For a moment, Alice said nothing. Finally, she closed her book and looked aside. "...That would explain it."

"But, uh..." This was surprisingly embarrassing. Marisa scratched her cheek before continuing. "What's in this book ain't actually what I meant with it. I had hanakotoba in mind."

Alice's next pause only lasted a moment before she returned the book to the desk and walked over to the nearest bookshelf. After a few moments of scanning the titles, she extracted a volume with blue covers from the shelf and studied it with care. 

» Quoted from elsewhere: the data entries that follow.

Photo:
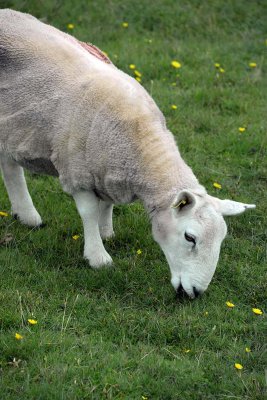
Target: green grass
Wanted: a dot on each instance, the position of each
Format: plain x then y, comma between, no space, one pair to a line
120,333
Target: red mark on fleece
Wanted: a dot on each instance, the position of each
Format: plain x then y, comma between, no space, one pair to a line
95,51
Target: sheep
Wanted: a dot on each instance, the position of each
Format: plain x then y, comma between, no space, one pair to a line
67,111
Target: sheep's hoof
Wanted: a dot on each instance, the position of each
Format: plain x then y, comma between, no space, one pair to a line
106,233
99,260
33,220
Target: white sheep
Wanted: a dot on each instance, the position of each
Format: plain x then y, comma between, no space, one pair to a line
67,111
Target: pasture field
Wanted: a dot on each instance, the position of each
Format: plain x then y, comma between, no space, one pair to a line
120,333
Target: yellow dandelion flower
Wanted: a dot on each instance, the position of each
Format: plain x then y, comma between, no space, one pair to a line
229,304
176,64
137,73
217,185
32,321
257,311
18,336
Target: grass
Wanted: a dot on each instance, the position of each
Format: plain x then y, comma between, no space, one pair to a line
120,333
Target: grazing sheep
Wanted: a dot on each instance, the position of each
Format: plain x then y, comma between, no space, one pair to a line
67,111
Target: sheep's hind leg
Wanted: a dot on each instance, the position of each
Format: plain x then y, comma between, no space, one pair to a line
16,186
89,209
105,220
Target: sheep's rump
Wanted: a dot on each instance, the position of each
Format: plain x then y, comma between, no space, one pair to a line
36,93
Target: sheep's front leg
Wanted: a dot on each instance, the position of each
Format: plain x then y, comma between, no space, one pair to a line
105,220
88,206
16,186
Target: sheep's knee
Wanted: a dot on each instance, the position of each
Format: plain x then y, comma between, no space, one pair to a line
105,220
21,202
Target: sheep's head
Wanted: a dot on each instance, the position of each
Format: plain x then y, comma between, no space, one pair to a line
190,234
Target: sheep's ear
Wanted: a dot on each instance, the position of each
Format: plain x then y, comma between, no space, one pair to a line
184,201
229,207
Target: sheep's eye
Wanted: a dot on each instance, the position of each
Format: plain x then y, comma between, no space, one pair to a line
190,238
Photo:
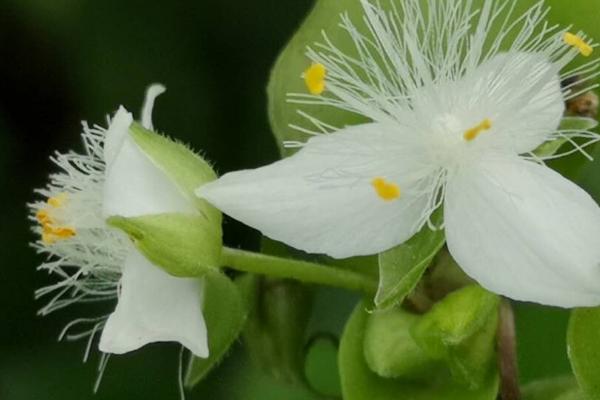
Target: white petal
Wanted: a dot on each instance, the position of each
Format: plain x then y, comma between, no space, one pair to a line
521,94
151,94
321,200
134,186
155,307
116,133
524,231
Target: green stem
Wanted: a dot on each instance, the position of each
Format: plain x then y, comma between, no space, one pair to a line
304,271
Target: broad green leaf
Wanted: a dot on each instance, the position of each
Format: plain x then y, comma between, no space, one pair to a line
461,329
567,124
562,388
390,350
225,312
286,76
187,169
359,382
401,268
584,349
181,244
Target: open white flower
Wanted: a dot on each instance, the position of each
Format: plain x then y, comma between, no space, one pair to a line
95,262
456,113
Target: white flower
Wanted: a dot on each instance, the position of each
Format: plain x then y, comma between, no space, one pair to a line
456,115
95,262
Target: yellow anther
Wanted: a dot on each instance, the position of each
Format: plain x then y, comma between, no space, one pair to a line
51,235
388,191
573,40
43,217
314,77
57,201
472,133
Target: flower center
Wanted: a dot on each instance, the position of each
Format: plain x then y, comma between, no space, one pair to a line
51,232
576,41
387,191
314,77
471,134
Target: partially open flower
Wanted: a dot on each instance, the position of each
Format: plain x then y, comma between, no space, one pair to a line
458,101
96,262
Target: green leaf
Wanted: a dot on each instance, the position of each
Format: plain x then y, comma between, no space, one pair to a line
187,169
562,388
183,245
225,312
584,349
276,332
401,268
360,383
321,368
461,330
286,76
566,124
390,350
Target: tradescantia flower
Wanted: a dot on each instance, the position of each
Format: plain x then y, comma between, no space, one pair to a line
455,114
95,262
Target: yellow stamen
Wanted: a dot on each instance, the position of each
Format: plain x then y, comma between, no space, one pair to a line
52,234
388,191
314,77
57,201
472,133
43,217
573,40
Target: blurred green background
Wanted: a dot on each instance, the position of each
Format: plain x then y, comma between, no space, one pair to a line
66,60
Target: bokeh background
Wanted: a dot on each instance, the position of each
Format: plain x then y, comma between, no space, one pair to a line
66,60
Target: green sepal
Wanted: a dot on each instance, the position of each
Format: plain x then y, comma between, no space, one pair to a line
184,245
566,124
225,313
184,167
561,388
461,330
390,350
584,349
401,268
359,382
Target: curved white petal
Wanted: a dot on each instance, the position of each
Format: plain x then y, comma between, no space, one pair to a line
522,96
115,134
524,231
155,307
134,186
321,200
151,94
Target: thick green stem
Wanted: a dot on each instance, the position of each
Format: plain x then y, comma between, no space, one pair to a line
304,271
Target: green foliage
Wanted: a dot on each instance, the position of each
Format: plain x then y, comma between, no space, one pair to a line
276,332
321,362
390,350
286,76
359,382
187,169
461,329
584,349
183,245
567,124
563,388
401,268
225,312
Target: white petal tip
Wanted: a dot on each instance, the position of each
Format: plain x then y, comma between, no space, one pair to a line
152,93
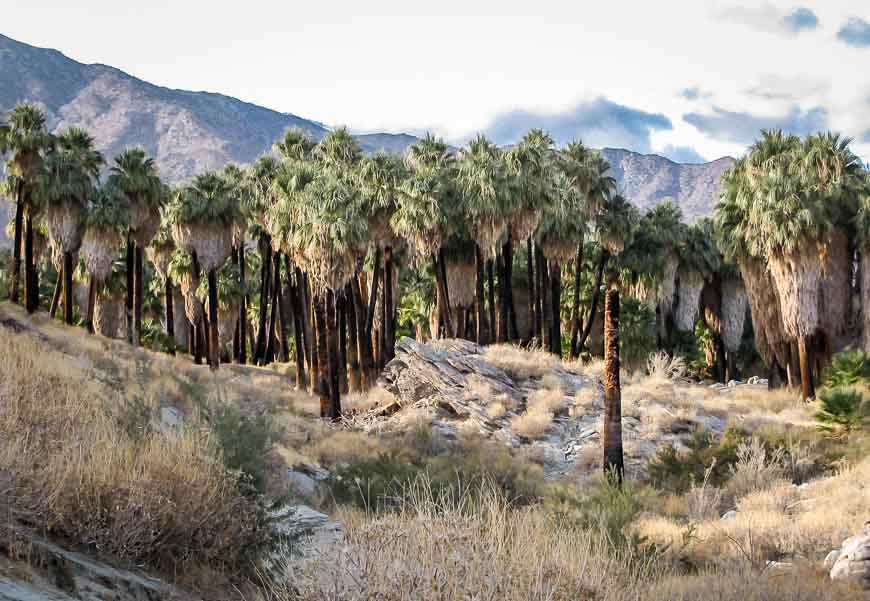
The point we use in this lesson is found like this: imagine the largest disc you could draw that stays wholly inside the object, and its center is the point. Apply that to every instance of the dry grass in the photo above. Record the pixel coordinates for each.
(542, 406)
(463, 544)
(779, 520)
(521, 363)
(91, 466)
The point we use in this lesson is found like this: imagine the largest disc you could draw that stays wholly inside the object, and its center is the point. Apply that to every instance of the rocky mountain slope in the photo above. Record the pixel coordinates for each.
(189, 132)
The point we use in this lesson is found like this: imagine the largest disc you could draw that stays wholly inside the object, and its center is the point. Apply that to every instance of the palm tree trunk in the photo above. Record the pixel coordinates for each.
(575, 302)
(556, 299)
(138, 296)
(490, 292)
(480, 332)
(170, 314)
(243, 308)
(341, 316)
(373, 292)
(612, 439)
(334, 409)
(92, 301)
(31, 295)
(282, 313)
(389, 313)
(547, 303)
(129, 292)
(16, 249)
(298, 338)
(214, 341)
(503, 305)
(596, 292)
(265, 296)
(314, 355)
(444, 299)
(322, 358)
(533, 303)
(508, 253)
(541, 293)
(67, 288)
(58, 289)
(364, 337)
(354, 379)
(808, 391)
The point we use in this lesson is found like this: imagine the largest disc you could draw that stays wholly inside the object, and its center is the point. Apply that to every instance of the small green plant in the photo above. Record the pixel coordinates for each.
(848, 369)
(674, 471)
(244, 441)
(843, 407)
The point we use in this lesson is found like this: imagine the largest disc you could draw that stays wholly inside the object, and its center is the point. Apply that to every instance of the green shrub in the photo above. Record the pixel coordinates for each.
(675, 472)
(843, 407)
(847, 369)
(637, 333)
(244, 441)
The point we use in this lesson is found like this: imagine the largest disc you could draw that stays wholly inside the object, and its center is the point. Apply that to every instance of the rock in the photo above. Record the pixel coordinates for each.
(853, 561)
(56, 574)
(304, 530)
(300, 483)
(170, 416)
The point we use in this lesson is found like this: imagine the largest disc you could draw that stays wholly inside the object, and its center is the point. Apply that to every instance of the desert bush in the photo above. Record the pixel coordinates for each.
(843, 407)
(95, 476)
(244, 441)
(847, 369)
(756, 468)
(674, 471)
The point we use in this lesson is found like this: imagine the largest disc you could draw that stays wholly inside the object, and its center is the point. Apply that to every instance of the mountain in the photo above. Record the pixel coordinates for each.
(188, 132)
(648, 179)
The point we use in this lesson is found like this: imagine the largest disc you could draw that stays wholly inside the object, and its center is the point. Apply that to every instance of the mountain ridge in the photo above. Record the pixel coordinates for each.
(191, 131)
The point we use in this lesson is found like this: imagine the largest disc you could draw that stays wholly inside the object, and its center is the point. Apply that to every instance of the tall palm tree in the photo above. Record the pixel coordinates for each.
(65, 183)
(106, 222)
(380, 181)
(137, 176)
(425, 207)
(612, 437)
(24, 139)
(485, 181)
(203, 217)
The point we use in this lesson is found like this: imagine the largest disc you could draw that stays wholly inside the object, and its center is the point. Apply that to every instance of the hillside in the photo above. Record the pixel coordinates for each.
(190, 131)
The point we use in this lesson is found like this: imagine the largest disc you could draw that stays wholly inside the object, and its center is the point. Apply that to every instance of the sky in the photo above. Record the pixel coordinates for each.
(692, 80)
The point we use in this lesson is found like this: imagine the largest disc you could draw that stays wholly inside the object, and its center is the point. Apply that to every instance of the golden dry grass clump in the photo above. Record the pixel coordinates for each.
(85, 468)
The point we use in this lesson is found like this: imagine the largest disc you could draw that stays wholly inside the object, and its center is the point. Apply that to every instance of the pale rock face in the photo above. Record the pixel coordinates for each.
(853, 559)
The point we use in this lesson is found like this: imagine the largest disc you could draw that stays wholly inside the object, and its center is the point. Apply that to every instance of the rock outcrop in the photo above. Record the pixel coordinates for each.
(852, 562)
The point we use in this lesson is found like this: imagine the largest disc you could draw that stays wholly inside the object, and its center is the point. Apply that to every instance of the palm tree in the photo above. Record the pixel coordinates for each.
(203, 218)
(106, 222)
(160, 253)
(424, 209)
(612, 436)
(698, 262)
(380, 181)
(24, 139)
(65, 183)
(137, 176)
(484, 181)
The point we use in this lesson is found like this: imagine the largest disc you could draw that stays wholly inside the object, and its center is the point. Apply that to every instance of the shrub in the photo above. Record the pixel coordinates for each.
(847, 369)
(637, 333)
(676, 472)
(89, 474)
(756, 468)
(244, 441)
(843, 407)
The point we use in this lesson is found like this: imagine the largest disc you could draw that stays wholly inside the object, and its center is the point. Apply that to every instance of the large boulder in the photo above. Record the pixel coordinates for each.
(853, 560)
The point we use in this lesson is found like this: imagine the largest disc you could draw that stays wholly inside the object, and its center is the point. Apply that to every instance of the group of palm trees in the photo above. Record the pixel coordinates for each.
(795, 216)
(332, 237)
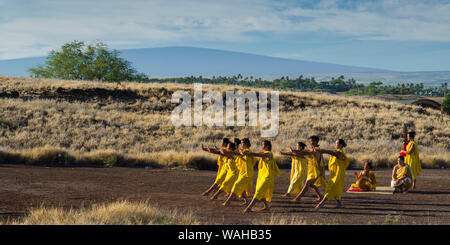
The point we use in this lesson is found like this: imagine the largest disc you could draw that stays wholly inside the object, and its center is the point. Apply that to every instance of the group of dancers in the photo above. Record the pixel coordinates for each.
(236, 164)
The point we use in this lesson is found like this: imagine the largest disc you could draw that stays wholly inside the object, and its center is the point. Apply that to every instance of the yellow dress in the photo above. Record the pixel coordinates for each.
(222, 170)
(244, 183)
(231, 176)
(370, 184)
(298, 174)
(337, 169)
(402, 172)
(413, 160)
(314, 168)
(266, 171)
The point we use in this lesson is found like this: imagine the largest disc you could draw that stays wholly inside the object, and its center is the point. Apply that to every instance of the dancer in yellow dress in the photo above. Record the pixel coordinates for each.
(412, 158)
(401, 176)
(337, 165)
(244, 184)
(366, 179)
(316, 171)
(267, 169)
(232, 172)
(221, 171)
(298, 170)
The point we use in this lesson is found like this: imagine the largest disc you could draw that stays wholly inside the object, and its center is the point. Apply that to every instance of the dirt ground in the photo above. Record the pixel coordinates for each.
(23, 187)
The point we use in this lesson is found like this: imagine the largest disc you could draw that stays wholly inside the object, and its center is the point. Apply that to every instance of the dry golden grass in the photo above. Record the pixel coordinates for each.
(45, 121)
(117, 213)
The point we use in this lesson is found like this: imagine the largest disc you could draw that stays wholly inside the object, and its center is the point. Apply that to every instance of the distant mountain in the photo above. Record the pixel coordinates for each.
(187, 61)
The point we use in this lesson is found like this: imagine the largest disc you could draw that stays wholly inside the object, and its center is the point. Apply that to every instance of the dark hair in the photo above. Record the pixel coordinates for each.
(232, 146)
(246, 141)
(315, 138)
(302, 145)
(342, 143)
(268, 144)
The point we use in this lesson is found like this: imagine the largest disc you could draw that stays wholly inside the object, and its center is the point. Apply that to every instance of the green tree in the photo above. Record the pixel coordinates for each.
(78, 61)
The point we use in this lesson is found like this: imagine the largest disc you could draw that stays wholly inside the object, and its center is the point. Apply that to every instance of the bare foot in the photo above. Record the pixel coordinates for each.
(262, 209)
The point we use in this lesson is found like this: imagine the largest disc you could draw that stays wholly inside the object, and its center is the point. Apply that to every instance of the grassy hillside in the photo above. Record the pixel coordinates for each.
(44, 121)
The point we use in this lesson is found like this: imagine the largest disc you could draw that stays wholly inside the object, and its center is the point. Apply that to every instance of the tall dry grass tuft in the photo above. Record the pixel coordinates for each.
(84, 122)
(117, 213)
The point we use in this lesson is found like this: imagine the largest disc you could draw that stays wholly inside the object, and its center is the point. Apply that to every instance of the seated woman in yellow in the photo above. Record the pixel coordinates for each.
(232, 173)
(337, 165)
(315, 176)
(221, 171)
(298, 170)
(244, 184)
(267, 169)
(401, 176)
(366, 179)
(412, 158)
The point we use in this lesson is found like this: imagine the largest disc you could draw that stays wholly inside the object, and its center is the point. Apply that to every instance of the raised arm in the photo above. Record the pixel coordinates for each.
(300, 153)
(286, 153)
(229, 153)
(410, 150)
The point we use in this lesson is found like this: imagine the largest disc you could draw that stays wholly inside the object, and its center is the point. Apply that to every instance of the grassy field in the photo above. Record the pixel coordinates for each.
(56, 122)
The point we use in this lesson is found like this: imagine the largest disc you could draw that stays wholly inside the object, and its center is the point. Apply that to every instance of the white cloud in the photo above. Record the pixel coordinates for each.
(44, 25)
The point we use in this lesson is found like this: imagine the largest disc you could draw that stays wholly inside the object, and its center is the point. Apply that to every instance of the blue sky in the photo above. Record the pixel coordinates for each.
(402, 35)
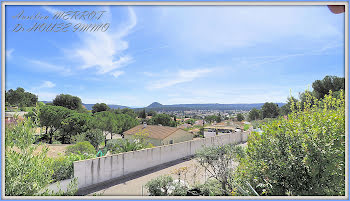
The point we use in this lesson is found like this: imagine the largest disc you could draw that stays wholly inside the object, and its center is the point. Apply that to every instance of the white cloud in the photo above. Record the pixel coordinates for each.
(117, 73)
(181, 76)
(46, 66)
(102, 50)
(48, 84)
(9, 53)
(220, 28)
(44, 85)
(261, 60)
(46, 96)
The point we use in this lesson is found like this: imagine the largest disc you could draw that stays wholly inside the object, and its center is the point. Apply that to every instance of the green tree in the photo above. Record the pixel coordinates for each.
(254, 114)
(51, 117)
(68, 101)
(74, 124)
(26, 173)
(151, 113)
(217, 161)
(100, 107)
(94, 136)
(240, 117)
(286, 109)
(106, 121)
(163, 119)
(190, 121)
(269, 110)
(143, 114)
(329, 83)
(301, 155)
(212, 118)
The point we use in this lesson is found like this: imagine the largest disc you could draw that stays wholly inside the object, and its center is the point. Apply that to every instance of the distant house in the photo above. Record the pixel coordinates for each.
(13, 117)
(160, 135)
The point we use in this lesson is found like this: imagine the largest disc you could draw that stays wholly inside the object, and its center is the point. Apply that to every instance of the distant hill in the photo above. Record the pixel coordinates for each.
(216, 106)
(183, 107)
(89, 106)
(154, 105)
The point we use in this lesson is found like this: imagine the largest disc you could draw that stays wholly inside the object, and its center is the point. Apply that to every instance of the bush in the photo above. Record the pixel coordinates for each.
(94, 136)
(166, 186)
(63, 165)
(301, 155)
(26, 173)
(81, 148)
(139, 141)
(211, 187)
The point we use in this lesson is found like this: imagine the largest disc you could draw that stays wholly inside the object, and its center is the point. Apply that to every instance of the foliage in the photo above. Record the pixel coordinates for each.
(286, 109)
(63, 166)
(329, 83)
(246, 127)
(165, 185)
(20, 98)
(25, 173)
(67, 101)
(138, 141)
(301, 155)
(100, 107)
(211, 187)
(94, 136)
(240, 117)
(74, 124)
(269, 110)
(254, 114)
(212, 118)
(219, 162)
(81, 148)
(142, 114)
(159, 186)
(190, 121)
(163, 119)
(51, 117)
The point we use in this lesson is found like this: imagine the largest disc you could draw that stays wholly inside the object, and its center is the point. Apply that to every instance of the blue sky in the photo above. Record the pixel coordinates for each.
(176, 54)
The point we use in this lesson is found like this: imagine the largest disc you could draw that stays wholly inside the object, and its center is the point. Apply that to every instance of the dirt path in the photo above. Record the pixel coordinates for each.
(191, 172)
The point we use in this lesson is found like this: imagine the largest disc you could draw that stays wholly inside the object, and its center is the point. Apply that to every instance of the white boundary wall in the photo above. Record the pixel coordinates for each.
(94, 171)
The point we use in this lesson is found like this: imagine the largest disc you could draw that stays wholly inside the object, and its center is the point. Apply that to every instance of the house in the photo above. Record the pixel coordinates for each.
(160, 135)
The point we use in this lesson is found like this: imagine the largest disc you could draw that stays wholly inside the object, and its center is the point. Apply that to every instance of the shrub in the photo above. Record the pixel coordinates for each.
(26, 173)
(63, 165)
(219, 162)
(301, 155)
(139, 141)
(94, 136)
(166, 186)
(81, 148)
(211, 187)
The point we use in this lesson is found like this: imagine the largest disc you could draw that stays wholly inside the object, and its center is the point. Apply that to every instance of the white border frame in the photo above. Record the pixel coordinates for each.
(182, 3)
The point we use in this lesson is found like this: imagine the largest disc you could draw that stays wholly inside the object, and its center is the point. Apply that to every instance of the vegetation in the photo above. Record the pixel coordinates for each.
(269, 110)
(240, 117)
(26, 173)
(138, 141)
(163, 119)
(81, 148)
(254, 114)
(301, 155)
(67, 101)
(94, 136)
(100, 107)
(213, 118)
(165, 186)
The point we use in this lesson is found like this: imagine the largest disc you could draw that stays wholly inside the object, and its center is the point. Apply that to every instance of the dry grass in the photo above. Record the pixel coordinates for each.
(54, 149)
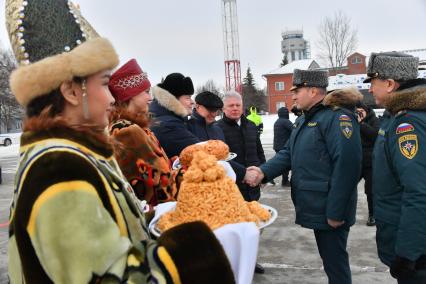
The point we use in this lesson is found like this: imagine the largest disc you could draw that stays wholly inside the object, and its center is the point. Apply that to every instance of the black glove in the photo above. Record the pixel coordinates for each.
(402, 267)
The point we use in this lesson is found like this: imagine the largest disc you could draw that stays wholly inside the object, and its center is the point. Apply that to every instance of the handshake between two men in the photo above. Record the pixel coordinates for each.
(254, 176)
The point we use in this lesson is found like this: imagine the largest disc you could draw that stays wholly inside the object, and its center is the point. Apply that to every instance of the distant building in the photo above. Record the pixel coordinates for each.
(421, 54)
(294, 46)
(15, 125)
(356, 64)
(280, 81)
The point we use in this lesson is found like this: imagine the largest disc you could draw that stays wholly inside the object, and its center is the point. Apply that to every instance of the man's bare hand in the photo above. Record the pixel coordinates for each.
(253, 176)
(335, 224)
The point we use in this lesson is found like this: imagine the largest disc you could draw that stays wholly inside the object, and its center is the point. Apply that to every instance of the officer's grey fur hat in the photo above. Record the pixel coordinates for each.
(392, 65)
(309, 78)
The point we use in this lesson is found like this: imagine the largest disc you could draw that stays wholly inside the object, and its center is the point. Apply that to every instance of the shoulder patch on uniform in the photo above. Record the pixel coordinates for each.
(404, 128)
(344, 117)
(408, 145)
(346, 128)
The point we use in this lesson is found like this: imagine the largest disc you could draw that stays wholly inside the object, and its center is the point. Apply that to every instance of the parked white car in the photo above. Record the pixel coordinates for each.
(5, 140)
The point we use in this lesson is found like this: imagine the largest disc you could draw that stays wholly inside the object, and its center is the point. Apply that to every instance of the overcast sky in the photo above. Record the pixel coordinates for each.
(185, 36)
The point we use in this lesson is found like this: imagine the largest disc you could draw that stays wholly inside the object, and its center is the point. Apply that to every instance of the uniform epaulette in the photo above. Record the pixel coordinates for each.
(401, 113)
(121, 123)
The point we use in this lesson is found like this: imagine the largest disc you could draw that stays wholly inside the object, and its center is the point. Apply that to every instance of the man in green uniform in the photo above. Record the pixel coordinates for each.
(399, 165)
(324, 155)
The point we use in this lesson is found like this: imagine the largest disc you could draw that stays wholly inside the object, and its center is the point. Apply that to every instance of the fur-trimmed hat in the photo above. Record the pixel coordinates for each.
(392, 65)
(209, 100)
(53, 43)
(178, 85)
(309, 78)
(128, 81)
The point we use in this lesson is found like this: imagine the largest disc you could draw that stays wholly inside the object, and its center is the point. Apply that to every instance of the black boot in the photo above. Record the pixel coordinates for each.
(259, 269)
(371, 221)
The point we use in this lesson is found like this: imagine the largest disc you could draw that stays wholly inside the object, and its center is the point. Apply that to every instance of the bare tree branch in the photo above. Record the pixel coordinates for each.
(9, 107)
(337, 39)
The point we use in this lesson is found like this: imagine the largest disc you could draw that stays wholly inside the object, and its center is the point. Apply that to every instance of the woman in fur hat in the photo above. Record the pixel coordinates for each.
(74, 218)
(140, 155)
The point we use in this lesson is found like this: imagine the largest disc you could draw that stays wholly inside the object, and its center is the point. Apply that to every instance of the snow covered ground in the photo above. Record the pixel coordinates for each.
(9, 151)
(267, 136)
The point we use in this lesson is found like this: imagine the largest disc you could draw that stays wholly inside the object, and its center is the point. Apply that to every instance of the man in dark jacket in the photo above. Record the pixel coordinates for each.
(399, 180)
(171, 106)
(369, 126)
(202, 122)
(242, 137)
(324, 154)
(282, 131)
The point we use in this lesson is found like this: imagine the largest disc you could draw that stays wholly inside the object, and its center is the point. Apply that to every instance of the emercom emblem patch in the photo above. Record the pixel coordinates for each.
(346, 128)
(404, 128)
(408, 145)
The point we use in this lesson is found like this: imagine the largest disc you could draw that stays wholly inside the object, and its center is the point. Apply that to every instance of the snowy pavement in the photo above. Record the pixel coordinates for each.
(287, 251)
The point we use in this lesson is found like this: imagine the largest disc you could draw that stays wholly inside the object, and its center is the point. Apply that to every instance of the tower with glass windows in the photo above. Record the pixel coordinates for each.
(294, 46)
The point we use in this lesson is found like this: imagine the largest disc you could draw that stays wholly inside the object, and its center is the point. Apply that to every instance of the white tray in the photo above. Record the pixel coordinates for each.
(154, 230)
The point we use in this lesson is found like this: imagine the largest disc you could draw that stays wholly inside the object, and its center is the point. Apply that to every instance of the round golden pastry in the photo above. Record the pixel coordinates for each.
(208, 194)
(216, 148)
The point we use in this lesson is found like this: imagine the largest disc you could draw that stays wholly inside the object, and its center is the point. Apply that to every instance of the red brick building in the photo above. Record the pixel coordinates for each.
(356, 65)
(280, 80)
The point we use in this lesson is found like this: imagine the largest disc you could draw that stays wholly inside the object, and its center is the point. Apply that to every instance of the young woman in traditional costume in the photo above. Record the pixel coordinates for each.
(74, 218)
(139, 154)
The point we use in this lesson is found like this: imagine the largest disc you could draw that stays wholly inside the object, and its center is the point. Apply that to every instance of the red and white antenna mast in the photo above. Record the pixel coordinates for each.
(231, 45)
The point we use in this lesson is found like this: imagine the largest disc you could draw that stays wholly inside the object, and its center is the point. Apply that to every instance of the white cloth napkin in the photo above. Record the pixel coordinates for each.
(240, 242)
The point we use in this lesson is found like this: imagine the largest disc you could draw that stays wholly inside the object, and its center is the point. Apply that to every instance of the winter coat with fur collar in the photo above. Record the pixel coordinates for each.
(169, 123)
(324, 155)
(142, 159)
(75, 219)
(399, 180)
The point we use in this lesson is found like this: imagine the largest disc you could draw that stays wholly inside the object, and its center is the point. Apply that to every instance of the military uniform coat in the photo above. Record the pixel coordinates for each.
(324, 154)
(399, 180)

Finally, she stilled. "...Oh."

"...Yeah." Marisa's cheeks were suddenly on fire. Pure and deep love. Because that had seemed like the right message to send at the time.

"...That is rather saccharine of you." But even as Alice closed the volume with a snap, she failed to contain her growing smile. Clearly, the sappiness had been taken in its intended way. 

"Yeah, I'm movin' onto the sugary part of floral courtship." Marisa grinned, both because it seemed likely to distract from the blush still warming her cheek and because things were definitely looking up. "Think ya can rise to the challenge?"

Alice carried the guide to hanakotoba to the desk and placed it on top of the first book. "I have no intention of losing to you when it comes to doing research." She hesitated for just a moment before she smiled at Marisa in her usual pleasant way. "I have enough food for two if you'd like to stay for lunch."

"Sounds great." Even as Marisa settled herself for a longer stay in Alice's house, she was already planning what kinds of flowers she might send over next.